A Winter Project for Farm & Business Families
Before the days lengthen out and the weather warms up, now may be the time to begin a winter project and start the conversation with your family about sale or succession of your farm or small business. With my first 27 years here in Canada spent working with farm families including eight years as a partner in a farm equipment dealership and the last 20 as a financial advisor, I like to think that I have a good understanding of the issues that both farm and small business families face. The biggest frustration that I have had is to explain to a family who is forced to sell their farm or business due to sickness, disability, divorce or a premature death that there is very little we can do to help because we don’t have sufficient time to implement strategies that would have helped smooth the way forward!
Human nature being the way it is, it takes time for the ownership generation to acknowledge the need to start into the planning process, then it takes more time to develop and implement a plan. It’s too late to plan when sickness, disability or premature death happens. We tend to procrastinate on issues that require talking to family members about money. Add to this a general reluctance to give up control of something we’ve spent a lifetime building. Another big factor is fear of change, something my farmer father-in-law summed up well when he said, “There’s only one difference between a rut and a grave; a grave has ends!” It’s easy to get into a rut in life and not even be aware of it.

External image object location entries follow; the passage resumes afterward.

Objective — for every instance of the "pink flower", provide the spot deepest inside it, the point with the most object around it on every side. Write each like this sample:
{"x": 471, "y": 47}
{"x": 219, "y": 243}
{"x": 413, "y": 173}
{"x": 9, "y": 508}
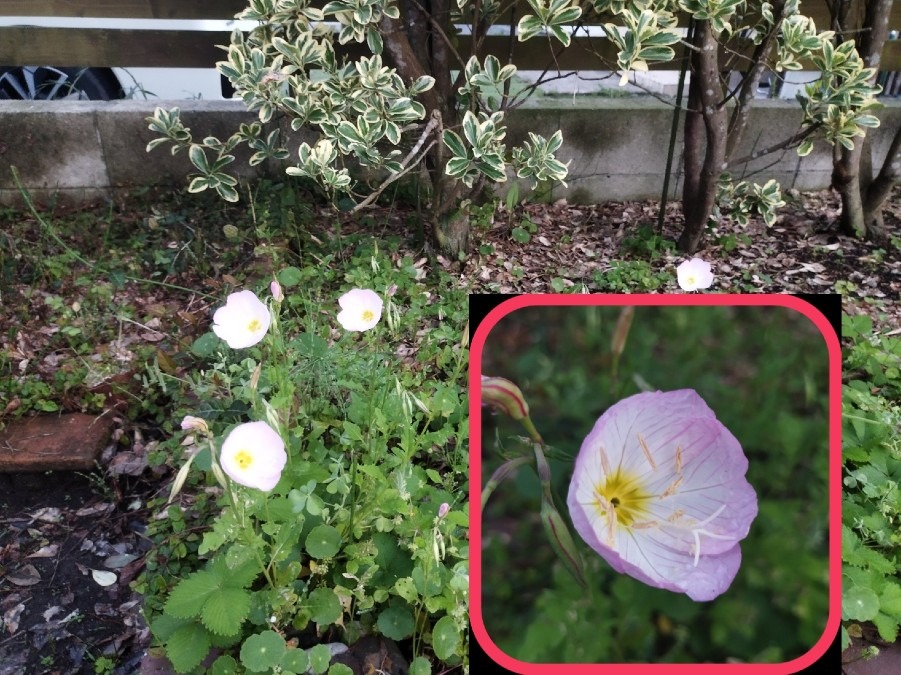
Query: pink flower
{"x": 659, "y": 491}
{"x": 191, "y": 423}
{"x": 243, "y": 321}
{"x": 253, "y": 454}
{"x": 361, "y": 309}
{"x": 694, "y": 274}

We come across plenty of examples of the issues that arise when succession planning is postponed. With so much of a family’s net worth tied up in farm land or business assets today, just the potential tax liability should be enough to shock people into action. Considering that farmland in our area is selling for $4,000 or more an acre, there’s often very significant embedded capital gains and a big tax liability on sale or rollover that can be reduced or eliminated with proper planning.
The tax-free rollover provisions for farm and small business owners comes with some very specific rules in order to qualify. Another concern is CRA’s musings about increasing the capital gains inclusion rate to 75%.
This process seems like the old question “How do you eat an elephant?” – with the answer being “One bite at a time!” One might add, potentially over a long period of time! It all starts with a thorough review of a host of financial information, and some honest and frank discussions as to what each family member’s hopes and dreams are. Then develop a process to start implementing your plan. It’s usually too late once the farm or business sale has happened and the machinery and other assets are sold.
It all starts with a visit with a trusted financial advisor for a complete review of your individual situation, and to help you kick start the process. Your financial advisor also can quarterback the process with a team of other professionals such as accountants, lawyers and tax specialists to develop the right plan for your family. Given sufficient lead time, solutions can be tailored to any family’s specific needs.